Após a notícia da operação militar e da prisão de Maduro se tornar pública, o preço dos contratos disparou. Como cada contrato paga US$ 1 quando o evento previsto se concretiza, quem compra a um preço baixo e acerta obtém um retorno elevado em pouco tempo. A posição do investidor anônimo valorizou-se drasticamente, gerando o lucro reportado de US$ 410 mil, conforme dados da própria Polymarket.
Impacto nos mercados financeiros
O evento político também provocou movimentos significativos nos mercados financeiros na manhã de segunda-feira (5). Os principais índices de ações registraram alta, os preços do petróleo avançaram e as ações de empresas do setor de energia tiveram ganhos.
Os títulos da dívida da Venezuela, que vinham sendo negociados a preços muito baixos devido ao histórico de calote do país, também subiram. Com a mudança no cenário político, investidores passaram a considerar a possibilidade de uma reestruturação da dívida. Títulos emitidos pelo governo venezuelano e pela estatal Petróleos de Venezuela (PDVSA) tiveram alta de até 10 centavos de dólar, o que representa uma valorização de quase 30% em alguns casos.
Questionamentos e regulação
A operação financeira deve ser analisada por autoridades reguladoras nos Estados Unidos. Parlamentares já discutem medidas para restringir o uso de informações privilegiadas em mercados financeiros e plataformas de apostas.

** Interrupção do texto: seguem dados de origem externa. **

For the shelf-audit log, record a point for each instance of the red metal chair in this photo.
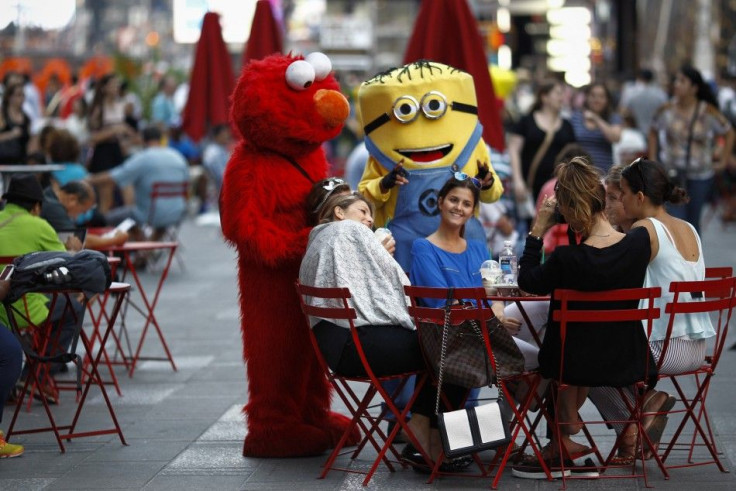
(716, 298)
(166, 191)
(481, 315)
(358, 406)
(591, 309)
(37, 370)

Após a divulgação da prisão de Maduro, o deputado democrata Ritchie Torres afirmou que pretende apresentar um projeto de lei ainda nesta semana. A proposta visa proibir autoridades eleitas, parlamentares e funcionários federais de fazer apostas em plataformas de mercado de previsão, devido ao risco de acesso antecipado a informações sensíveis.
Histórico da conta e funcionamento da plataforma
Os registros da Polymarket indicam que a conta anônima foi criada no mês passado. Em 27 de dezembro, o investidor comprou contratos no valor de US$ 96 que renderiam lucro caso os EUA realizassem uma operação militar na Venezuela até 31 de janeiro. Nos dias seguintes, fez novas apostas do mesmo tipo, sempre quando os preços ainda estavam em patamares baixos.
Mercados de previsão como a Polymarket operam com contratos simples de “sim” ou “não”. Os utilizadores apostam em eventos ligados a política, economia, esportes e entretenimento. Se o evento ocorrer, o contrato paga US$ 1; caso contrário, perde todo o valor.
Em setembro, a Polymarket recebeu autorização da Comissão de Negociação de Futuros de Commodities dos EUA (CFTC) para retomar operações no país, após a aquisição da QCEX, uma bolsa de derivativos licenciada, por US$ 112 milhões. A CFTC não informou se abriu investigação sobre as negociações ligadas à prisão de Maduro.
A plataforma já foi alvo de questionamentos sobre o possível uso de informações privilegiadas. Embora cidadãos americanos não tenham acesso oficial à plataforma principal, alguns investidores utilizam redes privadas virtuais (VPNs) para acessar o serviço. Até o momento, a Polymarket não se manifestou sobre este caso específico.